De toekomst van olie en gas 

Havens van Amsterdam onzichtbaar fenomeen in onderzoek naar relatie met de stad

‘De hele keten zou ermee bezig moeten zijn’

De Perfecte Storm. Een Porsche voor de prijs van een Polo. Autistisch Duurzaam. Nee, het zijn niet de titels voor een nieuwe spelletjesshow. Het zijn wat gekruide kreten die tijdens de door AYOP georganiseerde discussie over de toekomst van olie en gas voorbij kwamen. 

AYOP

Amsterdam IJmuiden Offshore Ports (AYOP) voert onder leiding van directeur Sylvia Boer gesprekken met leden en niet-leden over de uiteenlopende onderwerpen die actueel zijn in de offshore sector. Zoals over de toekomst van olie en gas. Nu het einde van het fossiele brandstoftijdperk zich aandient, is dit een actueel thema. Hoe kijkt de industrie aan tegen een ontwikkeling die niet opzij gaat? Sylvia ging erover in gesprek met Wim Schouwenaar – CEO bij DHSS (logistieke dienstverlener in offshore energie en AYOP-lid), Jo Peters – Secretaris Generaal bij NOGEPA (Nederlandse Olie en Gas Exploratie en Productie Associatie) en David Stibbe - Director Business Development & Marketing Intelligence bij Damen Shipyards Group (scheepsnieuwbouw, -reparatie en -onderhoud en AYOP-lid).

Om maar meteen met de deur in huis te vallen: de toekomst van olie en gas. Jullie eerste gedachte?


Jo Peters: “Die kan ik in één woord samenvatten: waardevol. Om te beginnen, het is natuurlijk het slimste om alle olie en gas die we nog hebben uit de grond te halen en niet meteen bij meneer Poetin aan te kloppen. Ten tweede, we beschikken over een enorme hoeveelheid kennis en een infrastructuur die we kunnen benutten voor de energiesystemen van straks – denk aan geothermie – en voor activiteiten als CCS. Het zou wel heel erg dom zijn als we alle pijpleidingen en platforms zouden afbreken om die later weer te moeten aanleggen.”

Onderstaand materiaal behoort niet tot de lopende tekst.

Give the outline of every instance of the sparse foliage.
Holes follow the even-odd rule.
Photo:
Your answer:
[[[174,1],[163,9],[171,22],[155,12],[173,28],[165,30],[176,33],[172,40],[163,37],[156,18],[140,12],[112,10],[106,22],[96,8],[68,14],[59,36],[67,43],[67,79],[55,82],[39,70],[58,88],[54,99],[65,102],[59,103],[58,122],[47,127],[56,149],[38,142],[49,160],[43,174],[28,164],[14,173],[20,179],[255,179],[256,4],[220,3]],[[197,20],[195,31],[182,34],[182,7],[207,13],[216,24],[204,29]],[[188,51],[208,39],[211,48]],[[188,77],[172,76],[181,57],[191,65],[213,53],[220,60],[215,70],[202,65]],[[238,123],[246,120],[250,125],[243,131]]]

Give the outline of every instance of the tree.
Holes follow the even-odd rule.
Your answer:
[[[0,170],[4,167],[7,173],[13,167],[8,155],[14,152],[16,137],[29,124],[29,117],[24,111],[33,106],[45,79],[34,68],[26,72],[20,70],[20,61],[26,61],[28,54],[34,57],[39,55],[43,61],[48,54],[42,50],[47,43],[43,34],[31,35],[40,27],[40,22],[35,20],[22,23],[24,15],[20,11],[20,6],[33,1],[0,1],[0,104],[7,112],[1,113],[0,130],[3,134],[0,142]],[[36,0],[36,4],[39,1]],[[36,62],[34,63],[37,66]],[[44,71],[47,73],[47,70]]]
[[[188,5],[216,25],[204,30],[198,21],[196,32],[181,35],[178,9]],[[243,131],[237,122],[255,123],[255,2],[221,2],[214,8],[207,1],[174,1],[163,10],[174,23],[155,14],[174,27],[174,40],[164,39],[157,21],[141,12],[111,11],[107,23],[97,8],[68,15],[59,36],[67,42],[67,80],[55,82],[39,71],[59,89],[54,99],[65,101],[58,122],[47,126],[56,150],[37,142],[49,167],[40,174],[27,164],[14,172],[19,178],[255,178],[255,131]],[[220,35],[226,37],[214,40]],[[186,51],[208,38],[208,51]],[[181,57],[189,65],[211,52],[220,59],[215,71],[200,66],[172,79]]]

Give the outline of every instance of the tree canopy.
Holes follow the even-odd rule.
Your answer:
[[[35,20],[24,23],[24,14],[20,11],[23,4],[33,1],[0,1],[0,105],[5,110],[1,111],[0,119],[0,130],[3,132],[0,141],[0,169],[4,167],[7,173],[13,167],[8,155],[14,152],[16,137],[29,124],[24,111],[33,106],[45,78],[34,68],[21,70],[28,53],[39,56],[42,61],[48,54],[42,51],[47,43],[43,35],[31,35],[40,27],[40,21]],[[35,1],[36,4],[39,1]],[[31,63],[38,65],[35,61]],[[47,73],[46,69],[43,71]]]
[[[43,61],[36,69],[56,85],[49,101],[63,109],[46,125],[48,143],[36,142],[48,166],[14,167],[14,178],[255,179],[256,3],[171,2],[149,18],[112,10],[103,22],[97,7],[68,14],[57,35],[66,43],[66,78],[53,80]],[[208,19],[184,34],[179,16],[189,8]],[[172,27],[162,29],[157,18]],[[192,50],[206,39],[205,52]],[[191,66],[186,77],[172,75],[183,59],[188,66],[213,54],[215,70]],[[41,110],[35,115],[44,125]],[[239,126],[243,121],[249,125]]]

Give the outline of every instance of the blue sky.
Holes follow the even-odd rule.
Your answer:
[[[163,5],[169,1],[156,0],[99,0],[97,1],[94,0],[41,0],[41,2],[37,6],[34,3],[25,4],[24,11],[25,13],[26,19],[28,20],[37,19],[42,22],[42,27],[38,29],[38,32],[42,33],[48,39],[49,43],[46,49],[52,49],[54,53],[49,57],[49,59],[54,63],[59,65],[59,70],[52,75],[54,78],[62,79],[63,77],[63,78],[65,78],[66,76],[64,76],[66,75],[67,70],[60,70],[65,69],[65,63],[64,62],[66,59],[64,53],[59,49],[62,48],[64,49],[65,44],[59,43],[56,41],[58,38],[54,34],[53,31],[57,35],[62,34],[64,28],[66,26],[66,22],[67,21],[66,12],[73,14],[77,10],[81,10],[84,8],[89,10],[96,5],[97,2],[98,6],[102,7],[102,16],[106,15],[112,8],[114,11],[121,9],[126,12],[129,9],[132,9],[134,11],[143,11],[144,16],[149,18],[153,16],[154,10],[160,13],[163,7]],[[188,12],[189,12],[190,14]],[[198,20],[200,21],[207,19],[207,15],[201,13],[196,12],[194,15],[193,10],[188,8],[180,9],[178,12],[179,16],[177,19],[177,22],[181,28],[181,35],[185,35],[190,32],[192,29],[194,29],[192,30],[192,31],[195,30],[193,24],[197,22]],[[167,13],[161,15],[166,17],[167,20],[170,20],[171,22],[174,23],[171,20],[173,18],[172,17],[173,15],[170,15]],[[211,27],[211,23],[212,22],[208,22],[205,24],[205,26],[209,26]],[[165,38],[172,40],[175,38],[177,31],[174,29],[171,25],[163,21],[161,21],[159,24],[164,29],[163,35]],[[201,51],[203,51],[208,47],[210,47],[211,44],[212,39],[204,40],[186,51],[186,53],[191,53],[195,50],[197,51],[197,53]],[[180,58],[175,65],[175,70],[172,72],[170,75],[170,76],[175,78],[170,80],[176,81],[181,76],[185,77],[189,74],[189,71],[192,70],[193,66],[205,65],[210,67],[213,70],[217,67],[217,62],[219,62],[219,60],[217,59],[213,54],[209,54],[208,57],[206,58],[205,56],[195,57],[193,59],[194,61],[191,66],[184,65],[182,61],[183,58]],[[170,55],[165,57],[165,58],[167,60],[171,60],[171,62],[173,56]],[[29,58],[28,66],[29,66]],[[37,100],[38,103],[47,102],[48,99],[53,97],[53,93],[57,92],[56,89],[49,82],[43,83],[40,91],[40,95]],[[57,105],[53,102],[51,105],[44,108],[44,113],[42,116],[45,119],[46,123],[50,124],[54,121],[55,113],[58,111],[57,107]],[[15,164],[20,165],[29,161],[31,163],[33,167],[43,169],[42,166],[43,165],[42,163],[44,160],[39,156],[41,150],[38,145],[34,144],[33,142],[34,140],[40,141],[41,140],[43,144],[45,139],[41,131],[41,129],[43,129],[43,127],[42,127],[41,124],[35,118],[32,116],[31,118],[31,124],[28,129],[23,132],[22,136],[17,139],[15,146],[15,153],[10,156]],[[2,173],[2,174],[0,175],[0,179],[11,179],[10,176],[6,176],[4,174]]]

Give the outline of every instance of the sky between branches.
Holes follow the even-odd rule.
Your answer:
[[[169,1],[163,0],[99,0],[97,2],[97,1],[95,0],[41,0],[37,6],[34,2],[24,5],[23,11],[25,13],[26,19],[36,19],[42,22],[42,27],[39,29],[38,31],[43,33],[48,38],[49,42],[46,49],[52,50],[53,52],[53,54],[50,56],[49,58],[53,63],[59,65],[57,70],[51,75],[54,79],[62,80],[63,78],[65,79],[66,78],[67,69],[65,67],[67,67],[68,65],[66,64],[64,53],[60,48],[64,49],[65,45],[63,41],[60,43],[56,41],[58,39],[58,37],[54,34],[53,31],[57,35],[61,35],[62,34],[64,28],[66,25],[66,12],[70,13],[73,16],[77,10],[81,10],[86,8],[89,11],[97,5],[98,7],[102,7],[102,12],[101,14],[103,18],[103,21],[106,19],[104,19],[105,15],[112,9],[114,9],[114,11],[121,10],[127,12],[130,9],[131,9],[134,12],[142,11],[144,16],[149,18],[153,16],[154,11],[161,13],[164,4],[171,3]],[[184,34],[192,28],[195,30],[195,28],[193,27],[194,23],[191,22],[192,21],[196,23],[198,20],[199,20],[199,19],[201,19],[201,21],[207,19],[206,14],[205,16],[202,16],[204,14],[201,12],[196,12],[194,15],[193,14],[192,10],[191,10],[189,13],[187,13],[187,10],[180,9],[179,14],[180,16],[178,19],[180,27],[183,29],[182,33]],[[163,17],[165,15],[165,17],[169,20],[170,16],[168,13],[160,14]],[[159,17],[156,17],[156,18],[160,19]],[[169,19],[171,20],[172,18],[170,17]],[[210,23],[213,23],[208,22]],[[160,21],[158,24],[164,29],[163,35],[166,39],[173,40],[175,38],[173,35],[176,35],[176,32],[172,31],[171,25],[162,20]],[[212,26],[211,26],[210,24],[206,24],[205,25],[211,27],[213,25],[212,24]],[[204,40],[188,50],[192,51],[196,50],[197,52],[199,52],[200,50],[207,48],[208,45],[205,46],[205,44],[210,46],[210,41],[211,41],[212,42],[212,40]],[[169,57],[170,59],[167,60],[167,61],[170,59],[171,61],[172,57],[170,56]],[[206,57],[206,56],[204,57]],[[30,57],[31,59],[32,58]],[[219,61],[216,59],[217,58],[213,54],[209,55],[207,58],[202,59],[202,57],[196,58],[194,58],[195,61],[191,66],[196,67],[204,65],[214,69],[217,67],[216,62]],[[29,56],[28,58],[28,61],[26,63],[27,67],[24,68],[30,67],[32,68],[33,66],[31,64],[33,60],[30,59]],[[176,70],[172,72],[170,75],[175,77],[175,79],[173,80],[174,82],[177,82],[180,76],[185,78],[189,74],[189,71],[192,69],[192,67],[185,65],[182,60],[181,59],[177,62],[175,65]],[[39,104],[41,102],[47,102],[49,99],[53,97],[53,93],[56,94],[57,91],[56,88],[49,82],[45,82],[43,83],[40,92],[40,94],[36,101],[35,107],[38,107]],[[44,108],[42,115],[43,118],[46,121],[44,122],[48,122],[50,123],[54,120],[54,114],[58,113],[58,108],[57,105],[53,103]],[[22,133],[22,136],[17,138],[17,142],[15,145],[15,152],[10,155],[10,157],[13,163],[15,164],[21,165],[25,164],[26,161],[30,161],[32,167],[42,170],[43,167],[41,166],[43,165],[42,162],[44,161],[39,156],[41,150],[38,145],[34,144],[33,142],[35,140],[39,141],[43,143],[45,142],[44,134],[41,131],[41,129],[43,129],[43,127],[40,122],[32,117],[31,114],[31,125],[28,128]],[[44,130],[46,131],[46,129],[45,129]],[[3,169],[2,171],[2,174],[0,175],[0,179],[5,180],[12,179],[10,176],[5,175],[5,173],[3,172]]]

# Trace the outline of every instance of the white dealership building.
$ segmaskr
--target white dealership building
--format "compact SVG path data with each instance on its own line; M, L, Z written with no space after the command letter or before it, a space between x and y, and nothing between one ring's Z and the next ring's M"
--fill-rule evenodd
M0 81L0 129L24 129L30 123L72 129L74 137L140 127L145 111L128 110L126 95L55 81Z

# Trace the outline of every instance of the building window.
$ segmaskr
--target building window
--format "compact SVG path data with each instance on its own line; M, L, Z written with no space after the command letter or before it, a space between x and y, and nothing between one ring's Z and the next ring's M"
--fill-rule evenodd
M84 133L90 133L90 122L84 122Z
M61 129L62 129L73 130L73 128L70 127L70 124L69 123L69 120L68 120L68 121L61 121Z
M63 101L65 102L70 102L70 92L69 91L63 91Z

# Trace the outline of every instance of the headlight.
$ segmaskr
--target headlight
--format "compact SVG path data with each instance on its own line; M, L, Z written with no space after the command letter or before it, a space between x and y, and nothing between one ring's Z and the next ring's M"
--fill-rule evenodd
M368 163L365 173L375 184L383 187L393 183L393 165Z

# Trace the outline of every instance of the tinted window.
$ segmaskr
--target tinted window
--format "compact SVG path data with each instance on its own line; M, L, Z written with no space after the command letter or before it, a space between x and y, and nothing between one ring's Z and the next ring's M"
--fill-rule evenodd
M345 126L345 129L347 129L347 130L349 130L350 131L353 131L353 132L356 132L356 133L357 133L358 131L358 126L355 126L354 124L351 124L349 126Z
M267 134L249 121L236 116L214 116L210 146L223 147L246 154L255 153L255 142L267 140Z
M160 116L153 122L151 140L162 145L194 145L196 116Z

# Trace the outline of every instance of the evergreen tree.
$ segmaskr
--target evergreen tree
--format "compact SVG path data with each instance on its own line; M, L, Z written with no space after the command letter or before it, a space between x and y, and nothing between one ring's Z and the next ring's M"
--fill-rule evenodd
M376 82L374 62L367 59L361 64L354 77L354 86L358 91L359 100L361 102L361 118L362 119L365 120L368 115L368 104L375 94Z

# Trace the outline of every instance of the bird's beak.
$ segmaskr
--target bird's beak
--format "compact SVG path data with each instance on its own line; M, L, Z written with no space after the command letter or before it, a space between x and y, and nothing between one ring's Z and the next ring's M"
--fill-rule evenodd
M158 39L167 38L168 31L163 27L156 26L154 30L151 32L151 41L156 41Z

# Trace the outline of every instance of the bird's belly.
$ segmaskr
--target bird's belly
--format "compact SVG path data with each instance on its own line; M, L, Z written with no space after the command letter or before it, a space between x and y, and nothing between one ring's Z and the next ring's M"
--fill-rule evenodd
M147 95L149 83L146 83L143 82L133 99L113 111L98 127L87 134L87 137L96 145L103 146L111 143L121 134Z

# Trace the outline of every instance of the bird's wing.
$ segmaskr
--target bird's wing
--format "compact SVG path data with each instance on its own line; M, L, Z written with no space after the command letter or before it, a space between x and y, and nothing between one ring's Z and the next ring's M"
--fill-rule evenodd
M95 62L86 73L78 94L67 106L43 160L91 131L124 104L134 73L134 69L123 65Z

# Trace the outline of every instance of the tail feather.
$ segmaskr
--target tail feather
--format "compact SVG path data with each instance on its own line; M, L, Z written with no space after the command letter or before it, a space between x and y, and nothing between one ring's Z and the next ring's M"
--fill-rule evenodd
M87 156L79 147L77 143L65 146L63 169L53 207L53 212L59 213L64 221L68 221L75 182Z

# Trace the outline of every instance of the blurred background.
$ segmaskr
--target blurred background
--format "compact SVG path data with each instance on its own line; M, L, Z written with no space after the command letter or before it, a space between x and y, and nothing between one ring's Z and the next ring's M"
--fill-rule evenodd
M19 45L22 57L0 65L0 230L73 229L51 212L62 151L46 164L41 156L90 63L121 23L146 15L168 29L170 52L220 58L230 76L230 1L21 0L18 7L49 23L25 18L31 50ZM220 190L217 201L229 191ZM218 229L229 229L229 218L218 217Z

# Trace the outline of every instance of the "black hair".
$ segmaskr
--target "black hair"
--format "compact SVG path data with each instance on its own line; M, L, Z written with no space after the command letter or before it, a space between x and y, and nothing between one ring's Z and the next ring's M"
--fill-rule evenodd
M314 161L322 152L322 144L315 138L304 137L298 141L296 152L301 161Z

David Stibbe: “Toekomst? Zeker. Ik denk eerlijk gezegd dat de hele keten daarmee bezig zou moeten zijn. De rol die wij daarin innemen is vooral gericht op het creëren van sustainable maritime solutions. Voor de toekomst en voor de sector. Ons crewboat-portfolio is daar een goed voorbeeld van. Daarbij focussen we ons niet alleen op zaken als emissie, maar vooral ook op economische sustainability. Oftewel, op kostenreductie en efficiency. Dat zijn de dingen die nodig zijn om de pakweg 20 jaar die we nog hebben voor iedereen aantrekkelijk te houden.”


Wim Schouwenaar: “Ook wij zijn behoorlijk aan het voorsorteren op de toekomst. Onlangs hebben we met een offshore windpartij een hoisting-helicopter contract gesloten. De operationele zaken hebben we daarbij gedeeld met een olie en gasprovider. Dit om te zien waar synergie en betere utilisatie te behalen valt. Normaal gesproken is het zo dat je leeg terug vliegt nadat je een team op een offshore turbine hebt gedropt. In plaats daarvan gaan we nu shuttelen tussen platforms die bij elkaar in de buurt liggen. Daarmee voorzien we niet alleen voor beide partijen in een logistieke behoefte, maar kunnen wij ook een kostenbesparing voor ze realiseren die kan oplopen tot zo‘n 50%. Tel uit je winst.  Binnenkort hopen wij een pilot te kunnen draaien die beide industrieën nader tot elkaar brengt. DHSS zal daarbij dan de regisseur zijn.”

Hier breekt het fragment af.